We will drive and become temporarily lost on grey-mist Wyoming county roads tomorrow, until late afternoon the clouds begin to break and red earth arroyos emerge, all mere precursors as we head into something astonishing: an abrupt wedge of land, vertically striated rock, a truncated peak scored and topped from above, rising above sleepy stands of trees and untroubled fields, a land that has closed its eyes and forgotten its ancient ones though this one still looms. I can't breathe. I'm reliant on the world breathing for me. And my woman breathing for me, but she does that already, has done many times over. And we stand, rapt. This is something worth standing rapt over. Not because of mother ships—or not necessarily—but because we have moved far beyond that in such a short sliver of time, beyond the mashed potato modeling, beyond the earnest search for something that might prove we're not the lonely hearts we always suspected… our new knowledge far deeper and more forlorn.

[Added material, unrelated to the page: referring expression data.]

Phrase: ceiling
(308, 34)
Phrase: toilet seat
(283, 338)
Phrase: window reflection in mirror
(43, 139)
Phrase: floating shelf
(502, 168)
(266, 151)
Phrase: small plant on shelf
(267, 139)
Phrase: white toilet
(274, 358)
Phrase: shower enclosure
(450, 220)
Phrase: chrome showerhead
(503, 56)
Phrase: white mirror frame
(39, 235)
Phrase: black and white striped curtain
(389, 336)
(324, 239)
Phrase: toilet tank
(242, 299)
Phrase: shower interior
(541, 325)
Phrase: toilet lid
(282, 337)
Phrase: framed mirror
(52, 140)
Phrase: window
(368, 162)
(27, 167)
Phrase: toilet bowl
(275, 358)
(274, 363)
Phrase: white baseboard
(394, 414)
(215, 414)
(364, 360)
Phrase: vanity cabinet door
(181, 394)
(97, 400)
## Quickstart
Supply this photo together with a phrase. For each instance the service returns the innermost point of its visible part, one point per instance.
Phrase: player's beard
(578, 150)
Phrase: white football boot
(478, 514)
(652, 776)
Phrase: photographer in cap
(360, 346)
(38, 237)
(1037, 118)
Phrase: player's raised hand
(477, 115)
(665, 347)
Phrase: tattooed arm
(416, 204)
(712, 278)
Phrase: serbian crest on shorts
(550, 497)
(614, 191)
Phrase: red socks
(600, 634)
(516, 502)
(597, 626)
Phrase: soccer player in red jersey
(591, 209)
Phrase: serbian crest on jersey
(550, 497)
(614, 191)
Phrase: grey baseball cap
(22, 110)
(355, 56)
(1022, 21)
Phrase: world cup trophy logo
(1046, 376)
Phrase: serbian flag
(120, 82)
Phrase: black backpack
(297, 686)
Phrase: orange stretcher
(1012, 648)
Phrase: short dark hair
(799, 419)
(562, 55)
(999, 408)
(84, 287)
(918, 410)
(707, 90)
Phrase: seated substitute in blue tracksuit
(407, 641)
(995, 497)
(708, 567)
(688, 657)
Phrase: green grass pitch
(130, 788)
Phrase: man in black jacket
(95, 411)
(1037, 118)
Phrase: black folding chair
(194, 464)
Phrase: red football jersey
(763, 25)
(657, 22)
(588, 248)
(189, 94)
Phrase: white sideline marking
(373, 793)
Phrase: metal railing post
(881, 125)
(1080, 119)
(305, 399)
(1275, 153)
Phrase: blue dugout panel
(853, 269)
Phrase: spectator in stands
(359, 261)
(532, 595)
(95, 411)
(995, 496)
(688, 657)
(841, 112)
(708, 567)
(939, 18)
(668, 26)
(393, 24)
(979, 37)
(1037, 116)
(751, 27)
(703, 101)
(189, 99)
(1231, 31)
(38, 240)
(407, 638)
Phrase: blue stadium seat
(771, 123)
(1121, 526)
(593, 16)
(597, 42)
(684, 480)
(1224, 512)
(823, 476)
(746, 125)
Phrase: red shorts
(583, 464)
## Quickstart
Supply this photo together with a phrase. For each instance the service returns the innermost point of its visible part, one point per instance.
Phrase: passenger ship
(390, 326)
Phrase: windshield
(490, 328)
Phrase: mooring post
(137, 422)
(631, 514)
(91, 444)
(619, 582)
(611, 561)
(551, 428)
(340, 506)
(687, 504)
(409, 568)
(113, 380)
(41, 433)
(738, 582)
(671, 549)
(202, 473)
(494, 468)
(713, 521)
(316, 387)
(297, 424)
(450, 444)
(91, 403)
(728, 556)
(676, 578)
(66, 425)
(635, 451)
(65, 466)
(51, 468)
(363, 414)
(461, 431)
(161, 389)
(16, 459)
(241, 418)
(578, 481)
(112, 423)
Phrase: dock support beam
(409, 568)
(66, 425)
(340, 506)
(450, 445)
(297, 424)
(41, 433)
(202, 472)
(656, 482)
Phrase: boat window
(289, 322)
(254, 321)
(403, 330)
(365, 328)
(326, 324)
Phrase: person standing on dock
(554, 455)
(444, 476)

And we do leave. And the sky rewards us with burnished gold and amassed cloud bunched like the awful fists of heaven, a land so utterly given over to its fantasy of beauty that it actually achieves it. And we drive. Rediscover the interstate. Factory-silhouetted refugees, passing asthmatic through an impassive land. And we keep on driving. And we cry. And laugh. And we love each other yet more, while each mile we consign to an awkward history behind our rubber aluminum revolutions.

But don't forget the boardwalk. We can always go back to the boardwalk. Even if it has to be rebuilt and is not the same boardwalk. No matter. It will always need to be rebuilt. Giant slices of pizza dripping scalding cheese, foamy mugs of amber beer, SALAD, WRAPS, in neon, and Julia from right here on the Jersey Shore with her raw glint of an English future urging us to commit, too. Real as this Elvis-haunted land, this vast and vulgar mystery. The great circle of life is revealed as a night time ferris wheel leaning over the Atlantic, metal on metal squeals, the pause at the apex all the more precious for that.

All I ever wanted, all I ever needed…

Drive till the rain stops, keep driving...

All those songs, drifting over twilit fields, their words torn to orphan strips and rags by the world's indifferent winds and scattered to the lonely horizons.

Death may come, invisible...

Well I'll be damned, here comes your ghost again…

This is now. Do it now, all of it, again, again; before we all become phantoms wandering dusty yellow backroads in search of the appalling beauty we let slip when time was young and hope dared to be born and we recklessly believed that was how it would always be.

This is the place all our hungers will meet, where needs go to be quenched, where we find each other again and stop time in order for it to be forever. Brand it with our need. Here, on some lost highway, in some dim motel room, the grey-blue glow of predawn painting us with spectral planetary light, your finger raised to touch my lips and trace them, like an artist, before another tentative question can emerge, saying shhhhh… shhhhh…

Outside, angled, the car waits quiet beneath a single bare bulb.